How are real-world projects navigating between different blockchain architectures?

Real-world projects are actively experimenting with different blockchain architectures based on their specific needs. Examples include dYdX moving from Ethereum to a Cosmos-based appchain for more customization, Celo transitioning from an L1 to a rollup for improved scalability, and Helium migrating to Solana to focus on their core application without the overhead of maintaining their own blockchain. These migrations demonstrate the ongoing evolution and experimentation in the blockchain space.

What is the "good enough" principle in blockchain performance, and how does it relate to cloud computing?

The "good enough" principle suggests that for many blockchain applications, achieving the absolute highest performance is less critical than other factors like ease of use, network effects, or development speed. This principle is drawn from observations in cloud computing, where many businesses opt for solutions that are "good enough" in terms of performance and cost, rather than constantly optimizing for maximum efficiency. This concept challenges the notion that blockchain systems always need to prioritize maximum performance over other considerations.

How does Solana balance integrated architecture with modular flexibility?

Solana exemplifies an integrated architecture that also incorporates modular elements. While its core design is tightly integrated for high performance, Solana supports multiple client implementations, allowing for some degree of modularity.
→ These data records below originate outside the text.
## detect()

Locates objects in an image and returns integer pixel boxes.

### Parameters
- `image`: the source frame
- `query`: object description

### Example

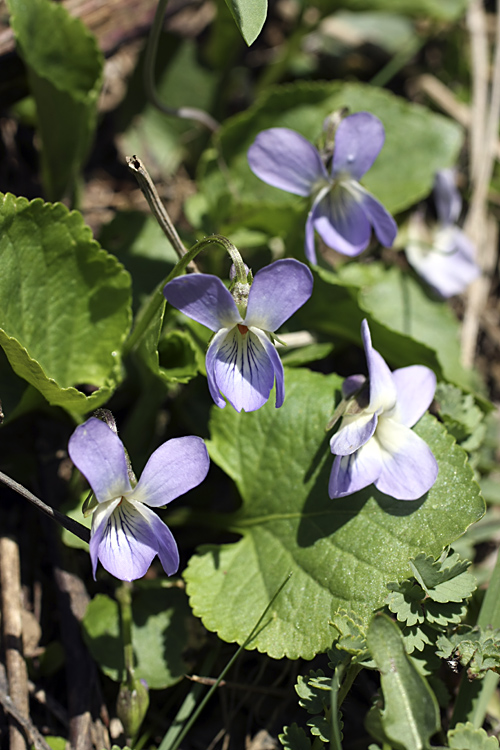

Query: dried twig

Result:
[0,663,51,750]
[0,471,90,543]
[0,536,29,750]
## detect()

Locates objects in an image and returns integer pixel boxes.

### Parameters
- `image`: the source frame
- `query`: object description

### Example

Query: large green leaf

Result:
[82,581,190,690]
[0,195,131,413]
[366,614,440,750]
[185,370,484,658]
[200,81,462,236]
[226,0,267,46]
[8,0,103,200]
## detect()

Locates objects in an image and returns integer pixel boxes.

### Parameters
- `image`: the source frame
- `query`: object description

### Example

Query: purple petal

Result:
[361,320,397,414]
[245,258,313,332]
[392,365,436,427]
[330,414,378,456]
[207,327,274,411]
[304,188,329,266]
[130,436,210,507]
[406,226,480,298]
[163,273,242,331]
[68,417,130,503]
[434,169,462,224]
[342,375,366,398]
[252,329,285,409]
[137,506,179,576]
[375,419,438,500]
[90,499,158,581]
[205,328,229,409]
[311,184,372,257]
[358,185,398,247]
[248,128,329,195]
[328,439,382,499]
[332,112,385,180]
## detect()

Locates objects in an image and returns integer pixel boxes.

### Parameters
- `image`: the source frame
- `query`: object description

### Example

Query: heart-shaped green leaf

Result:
[0,195,131,413]
[8,0,103,200]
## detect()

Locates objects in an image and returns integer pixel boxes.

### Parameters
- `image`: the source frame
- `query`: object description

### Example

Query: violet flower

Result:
[68,417,210,581]
[328,320,438,500]
[406,169,480,297]
[248,112,397,263]
[163,258,313,411]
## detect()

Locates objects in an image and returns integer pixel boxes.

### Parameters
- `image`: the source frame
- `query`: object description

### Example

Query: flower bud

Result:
[116,677,149,738]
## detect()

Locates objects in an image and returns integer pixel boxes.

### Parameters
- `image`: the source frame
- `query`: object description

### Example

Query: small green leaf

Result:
[8,0,103,200]
[332,609,370,661]
[367,614,440,750]
[158,330,198,383]
[226,0,267,46]
[295,669,332,714]
[307,716,332,743]
[83,592,190,690]
[386,581,425,627]
[278,723,311,750]
[436,625,500,679]
[0,194,131,413]
[448,721,499,750]
[410,553,477,602]
[434,383,486,451]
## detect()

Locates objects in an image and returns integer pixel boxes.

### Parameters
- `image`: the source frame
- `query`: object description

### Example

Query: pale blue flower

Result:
[248,112,397,263]
[329,320,438,500]
[406,169,480,298]
[163,258,313,411]
[68,424,210,581]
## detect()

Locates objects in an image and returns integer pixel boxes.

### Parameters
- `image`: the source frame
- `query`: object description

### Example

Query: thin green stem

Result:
[144,0,220,133]
[330,661,349,750]
[338,662,362,708]
[451,554,500,727]
[126,156,191,262]
[122,234,246,357]
[158,573,292,750]
[116,581,135,691]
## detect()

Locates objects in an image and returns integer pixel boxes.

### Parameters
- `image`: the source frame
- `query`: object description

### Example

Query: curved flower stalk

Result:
[68,424,210,581]
[248,112,397,263]
[406,169,480,298]
[163,258,313,411]
[328,320,438,500]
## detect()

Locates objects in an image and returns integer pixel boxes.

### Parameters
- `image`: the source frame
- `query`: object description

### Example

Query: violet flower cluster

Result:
[248,112,397,263]
[164,258,313,412]
[68,417,210,581]
[406,169,480,298]
[329,320,438,500]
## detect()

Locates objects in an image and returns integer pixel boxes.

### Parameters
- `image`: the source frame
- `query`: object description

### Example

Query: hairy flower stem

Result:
[126,156,193,271]
[451,554,500,728]
[0,471,90,544]
[330,657,350,750]
[144,0,220,133]
[122,234,247,357]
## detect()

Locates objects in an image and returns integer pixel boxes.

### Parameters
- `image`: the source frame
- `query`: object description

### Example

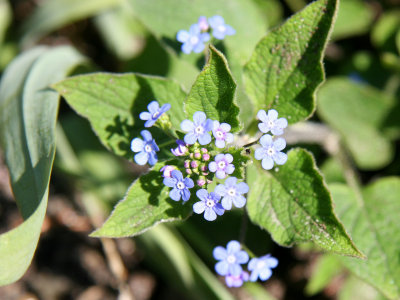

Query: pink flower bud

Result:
[160,165,176,178]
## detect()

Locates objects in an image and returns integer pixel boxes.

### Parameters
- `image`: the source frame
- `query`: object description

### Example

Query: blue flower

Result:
[247,254,278,282]
[225,271,249,287]
[163,170,194,201]
[254,134,287,170]
[213,240,249,276]
[208,16,236,40]
[139,101,171,127]
[197,16,210,31]
[257,109,287,135]
[131,130,160,166]
[193,189,224,221]
[214,177,249,210]
[213,121,233,148]
[176,24,210,54]
[181,111,213,145]
[208,153,235,179]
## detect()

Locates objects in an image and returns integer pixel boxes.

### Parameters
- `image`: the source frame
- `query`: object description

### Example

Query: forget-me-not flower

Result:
[212,121,233,148]
[213,240,249,276]
[208,16,236,40]
[257,109,288,135]
[193,189,224,221]
[208,153,235,179]
[176,24,210,54]
[214,177,249,210]
[247,254,278,282]
[254,134,287,170]
[181,111,213,145]
[225,271,249,287]
[163,170,194,201]
[131,130,160,166]
[139,101,171,127]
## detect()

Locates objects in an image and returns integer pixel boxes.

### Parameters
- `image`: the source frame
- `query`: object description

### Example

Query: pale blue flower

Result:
[163,170,194,201]
[181,111,213,145]
[214,177,249,210]
[254,134,287,170]
[208,153,235,179]
[176,24,210,54]
[257,109,288,135]
[131,130,160,166]
[213,121,233,148]
[208,16,236,40]
[247,254,278,282]
[139,101,171,127]
[225,271,249,287]
[213,240,249,276]
[193,189,224,221]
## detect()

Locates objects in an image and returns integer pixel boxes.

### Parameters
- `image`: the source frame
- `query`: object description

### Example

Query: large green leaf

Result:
[330,177,400,299]
[332,0,374,39]
[318,78,397,169]
[0,47,83,285]
[244,0,337,123]
[91,163,193,237]
[247,148,363,257]
[53,73,186,159]
[21,0,122,46]
[185,46,240,132]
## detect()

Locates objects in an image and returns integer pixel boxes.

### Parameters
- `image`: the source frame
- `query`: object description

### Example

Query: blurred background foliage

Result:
[0,0,400,300]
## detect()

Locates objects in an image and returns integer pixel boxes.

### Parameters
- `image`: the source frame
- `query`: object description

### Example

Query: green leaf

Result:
[318,78,394,169]
[129,0,267,64]
[0,0,12,45]
[371,9,400,52]
[247,148,363,257]
[330,177,400,299]
[53,73,186,160]
[244,0,337,123]
[306,254,344,296]
[0,47,83,285]
[332,0,374,39]
[185,45,240,132]
[91,163,193,237]
[21,0,122,47]
[337,276,387,300]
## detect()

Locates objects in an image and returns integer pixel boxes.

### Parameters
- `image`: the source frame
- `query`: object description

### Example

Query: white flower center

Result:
[194,126,204,134]
[218,160,226,169]
[226,254,236,264]
[176,181,186,190]
[206,198,215,208]
[215,130,224,139]
[267,147,275,156]
[190,36,199,45]
[228,188,236,197]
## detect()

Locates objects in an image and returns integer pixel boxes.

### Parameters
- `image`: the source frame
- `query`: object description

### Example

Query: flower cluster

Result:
[176,16,236,54]
[131,98,288,287]
[213,240,278,287]
[254,109,288,170]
The platform is also evolving to support more modular components, such as Solana rollups and the ability to host other blockchain environments. This approach allows Solana to maintain its high performance while still benefiting from the innovation and resilience that comes with more modular designs.

What are the key differences between Fluent and Monad's approaches to blockchain scalability?

Fluent and Monad represent two different approaches to blockchain scalability. Fluent is developing a ZK-WASM Layer 2 solution on Ethereum, focusing on bringing general-purpose programming languages to the Ethereum ecosystem through WebAssembly. This approach aims to improve scalability and flexibility within the existing Ethereum framework. Monad, on the other hand, is building a monolithic, EVM-compatible Layer 1 blockchain with parallel execution, aiming to achieve high performance (10,000 TPS) while maintaining compatibility with existing Ethereum tools and applications. Both projects seek to improve scalability, but through different architectural choices.

How might modular and integrated blockchain architectures converge in the future?

As the blockchain industry matures, there's potential for convergence between modular and integrated architectures. This could involve integrated systems adopting more modular components for flexibility, while modular systems may standardize interfaces for better interoperability. The future may see hybrid approaches that combine elements of both designs, optimized for specific use cases. This convergence could lead to blockchain solutions that offer the performance benefits of integrated systems along with the flexibility and innovation potential of modular architectures.